Didier Fournet is a contemporary "painter" thanks to photography: he chose pixels instead of brushes and reveals the beauty of the world by turning landscapes into vibrations.
Self-taught, Didier Fournet bought his first camera during his early adolescence in Paris. For a long time artistic director for large communication groups, image has always been at the center of his life. His sources of inspiration range from the swarming details of Hieronymus Bosch to the gigantism of Andreas Gursky; from the precision of David Lachapelle's compositions to the multicoloured palette of Douanier Rousseau. When he starts a photoshoot, he determines a place and then a sometimes elevated angle from which he positions himself as a motionless anthropologist and take hundreds of shots. The elements that interest him move: clouds, the tide, passers-by, lights, time passing...
He works with a 60 million pixel digital Hasselblad to capture as much detail as possible. Then, over several days or weeks, he creates a scene that never existed in a single moment. He imagines the light, the skies, the position of passers-by. He bends time and thus encapsulate more than an hour of life in a single photograph, without it being perceptible at first glance. But a good observation shows that the same person is reproduced two or even three times in the photo and this reveals his path. Finally, it is time for the "vibration": he multiplies layers on Photoshop in a digital sculpture where he cuts and pastes millions of pixels.

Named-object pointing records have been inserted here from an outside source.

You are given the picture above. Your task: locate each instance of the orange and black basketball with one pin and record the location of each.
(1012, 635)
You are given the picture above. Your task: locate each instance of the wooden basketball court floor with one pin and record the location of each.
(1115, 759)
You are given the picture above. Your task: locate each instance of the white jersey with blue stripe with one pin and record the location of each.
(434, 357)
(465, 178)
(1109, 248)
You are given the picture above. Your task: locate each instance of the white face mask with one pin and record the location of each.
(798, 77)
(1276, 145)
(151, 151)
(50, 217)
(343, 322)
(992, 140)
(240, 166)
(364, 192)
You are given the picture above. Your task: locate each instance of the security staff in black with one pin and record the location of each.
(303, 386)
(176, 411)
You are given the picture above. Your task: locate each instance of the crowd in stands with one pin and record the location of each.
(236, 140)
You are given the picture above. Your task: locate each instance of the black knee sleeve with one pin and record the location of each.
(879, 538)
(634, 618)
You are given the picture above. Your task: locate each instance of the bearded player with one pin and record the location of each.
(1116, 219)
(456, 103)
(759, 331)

"Each of my vibrations is a new space-time. I like it when my work appeals to the audience. I particularly appreciate when it questions the technique, the identification of the place and the people, and when it is astonished by the richness of my colour palette and the infinite details. I am a contemporary painter of photography who has chosen pixels for brushes and vibrations to reveal the new beauty of a differently inhabited world."